これって、いったいどこが問題なのか?をかつて音楽業界にいた私の個人的見解をまじえてお話してみたいと思います。ただし、私は著作権の専門家ではないので、細かい点については間違いがあるかもしれないので詳しい方がいれば、遠慮なくご指摘ください。


まず、包括契約について。


JASRACが著作権を管理している全ての曲を放送事業者が自由に使うため、事前に一定額をJASRACに支払う契約のことです。つまり一定額をJASRACに支払えば、放送事業者にとってはJASRACの曲がかけ放題ということになります。


一定額とは放送事業収入の1.5%という取り決めになっています。


しかし、包括契約だから誰の曲が何回放送中に使用されたかという正確なデータは存在していません。


いわばどんぶり勘定です。


私などは包括契約云々より「正確なデータがない」ほうが問題のような気がするのですが、この点については後で述べます。


では、JASRACが放送事業者と包括契約を結ぶと何故、新規参入を制限することになるのか?


JASRACの前身は1939年に設立された大日本音楽著作権協会です。国内の作曲家と演奏家の権利を保護するために当時の内務省が中心になり、官民一体となって設立されたのです。


いわば国策として著作権業務への参入を許可制とし、以来、日本国内ではJASRACが独占的に著作権業務を遂行してきました。

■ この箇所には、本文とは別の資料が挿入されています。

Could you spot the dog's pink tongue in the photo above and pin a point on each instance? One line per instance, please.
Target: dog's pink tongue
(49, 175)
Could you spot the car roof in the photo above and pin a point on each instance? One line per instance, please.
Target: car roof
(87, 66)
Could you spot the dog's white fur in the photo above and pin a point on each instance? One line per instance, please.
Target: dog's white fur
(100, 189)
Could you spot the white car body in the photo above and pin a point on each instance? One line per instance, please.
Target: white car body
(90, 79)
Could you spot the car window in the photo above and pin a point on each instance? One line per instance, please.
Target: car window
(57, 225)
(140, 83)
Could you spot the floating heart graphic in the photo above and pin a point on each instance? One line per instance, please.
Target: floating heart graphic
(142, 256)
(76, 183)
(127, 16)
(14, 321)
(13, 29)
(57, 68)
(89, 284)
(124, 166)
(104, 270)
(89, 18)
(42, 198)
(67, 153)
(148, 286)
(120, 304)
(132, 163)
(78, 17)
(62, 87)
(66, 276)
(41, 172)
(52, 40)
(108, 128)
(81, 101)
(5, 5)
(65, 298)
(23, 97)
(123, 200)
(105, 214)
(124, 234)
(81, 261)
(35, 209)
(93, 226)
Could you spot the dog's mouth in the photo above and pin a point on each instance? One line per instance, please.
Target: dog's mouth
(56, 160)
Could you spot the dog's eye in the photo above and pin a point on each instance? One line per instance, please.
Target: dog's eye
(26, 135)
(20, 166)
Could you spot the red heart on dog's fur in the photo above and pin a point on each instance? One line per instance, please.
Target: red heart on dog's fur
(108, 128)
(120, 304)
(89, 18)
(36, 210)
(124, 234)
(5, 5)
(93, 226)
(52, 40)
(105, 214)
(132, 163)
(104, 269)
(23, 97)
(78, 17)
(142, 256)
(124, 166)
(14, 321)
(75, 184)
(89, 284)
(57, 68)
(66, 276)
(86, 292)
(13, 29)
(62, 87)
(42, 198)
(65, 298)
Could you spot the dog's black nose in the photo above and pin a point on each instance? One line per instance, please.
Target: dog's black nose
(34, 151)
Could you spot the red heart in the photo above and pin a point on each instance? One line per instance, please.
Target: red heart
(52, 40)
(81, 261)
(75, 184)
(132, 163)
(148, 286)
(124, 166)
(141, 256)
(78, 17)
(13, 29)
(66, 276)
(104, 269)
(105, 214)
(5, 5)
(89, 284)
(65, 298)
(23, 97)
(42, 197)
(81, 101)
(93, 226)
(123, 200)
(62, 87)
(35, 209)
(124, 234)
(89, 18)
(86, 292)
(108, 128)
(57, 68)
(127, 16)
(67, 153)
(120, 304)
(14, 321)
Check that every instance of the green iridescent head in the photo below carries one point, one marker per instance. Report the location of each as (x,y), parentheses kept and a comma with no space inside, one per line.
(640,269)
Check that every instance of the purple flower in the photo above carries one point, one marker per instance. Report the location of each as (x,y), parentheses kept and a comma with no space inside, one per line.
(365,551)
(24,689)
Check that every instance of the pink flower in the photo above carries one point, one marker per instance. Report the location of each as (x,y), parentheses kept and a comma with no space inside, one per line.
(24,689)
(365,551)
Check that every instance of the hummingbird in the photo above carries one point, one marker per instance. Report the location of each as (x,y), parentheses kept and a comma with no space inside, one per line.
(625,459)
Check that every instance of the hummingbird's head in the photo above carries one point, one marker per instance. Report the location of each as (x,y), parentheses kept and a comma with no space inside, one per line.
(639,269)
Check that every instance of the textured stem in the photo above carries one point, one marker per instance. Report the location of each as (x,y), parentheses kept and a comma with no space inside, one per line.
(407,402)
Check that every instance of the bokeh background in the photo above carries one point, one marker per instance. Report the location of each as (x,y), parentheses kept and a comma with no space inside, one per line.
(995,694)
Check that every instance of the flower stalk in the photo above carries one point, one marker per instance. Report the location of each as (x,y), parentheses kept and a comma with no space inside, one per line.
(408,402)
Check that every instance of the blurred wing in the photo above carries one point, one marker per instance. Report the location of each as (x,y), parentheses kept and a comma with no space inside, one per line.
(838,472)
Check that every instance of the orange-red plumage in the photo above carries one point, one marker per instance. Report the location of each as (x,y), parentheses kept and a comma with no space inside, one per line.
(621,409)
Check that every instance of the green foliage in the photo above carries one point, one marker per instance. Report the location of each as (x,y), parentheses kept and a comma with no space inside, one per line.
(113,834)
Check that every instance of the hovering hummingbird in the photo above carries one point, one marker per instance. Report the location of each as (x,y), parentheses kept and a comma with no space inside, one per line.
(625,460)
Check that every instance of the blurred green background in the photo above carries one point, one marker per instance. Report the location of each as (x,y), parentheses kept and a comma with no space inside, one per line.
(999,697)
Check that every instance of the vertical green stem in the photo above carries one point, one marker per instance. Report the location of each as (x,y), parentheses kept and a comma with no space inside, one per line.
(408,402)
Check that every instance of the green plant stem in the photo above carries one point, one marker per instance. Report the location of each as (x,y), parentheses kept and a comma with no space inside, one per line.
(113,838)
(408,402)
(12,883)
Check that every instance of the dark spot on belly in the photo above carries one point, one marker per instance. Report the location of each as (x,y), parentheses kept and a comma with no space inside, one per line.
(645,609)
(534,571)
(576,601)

国策として設立されたということは法が定めた独占事業者ということになります。


それが昨今の規制緩和です。


2001年にJASRAC以外の業者による楽曲管理が可能になったのです。


この結果、現在JASRAC以外で著作権管理業務を行っているのは2社。「イーライセンス」「ジャパン・ライツ・クリアランス(JRC)」です。


JASRACが1978年から放送事業社と包括契約を結んでいるため、この2社の管理楽曲を放送事業者が使う場合は、別途使用料を追加で払わなければならないため、放送事業者はこの2社が管理している楽曲を(面倒くさいし、新たな使用料が発生する)使用しないという状況になります。


正確に言うと、JRCは放送分野における著作権管理業務を行っていないため、「他社の新規参入を制限している」の他社とはイーライセンスのことを指します。


実際、過去にイーライセンスが委託され管理している楽曲のため、放送局が意図的にこの曲を使わずに問題化したことがありました。


こういうことから公正取引委員会は、これを競争阻害の事例と認定し、今回の排除命令に繋がったと言われています。


以上、こここまでが大筋での今回の流れです。


私が感じた第一の疑問。


今回公正取引委員会が問題にしている「包括契約」が放送事業者のみに限定されていることです


JASRACが包括契約を結んでいるのは放送事業者だけでなく、店舗のBGM、カラオケで商売をしている店、ストリーミング配信など多岐にわたっているのに、何故、今回は放送事業者だけに限定したのか?という疑問です。これに対する公正取引委員会からの正式な回答はありません。


放送事業者との包括契約は、むしろ放送局の利便性を考え、放送局側から申し出て成立したものだと聞いています。自由に楽曲を使えることで、音楽文化の多様性を担保し、エンドユーザーの要望にも応えている、と私は理解していました。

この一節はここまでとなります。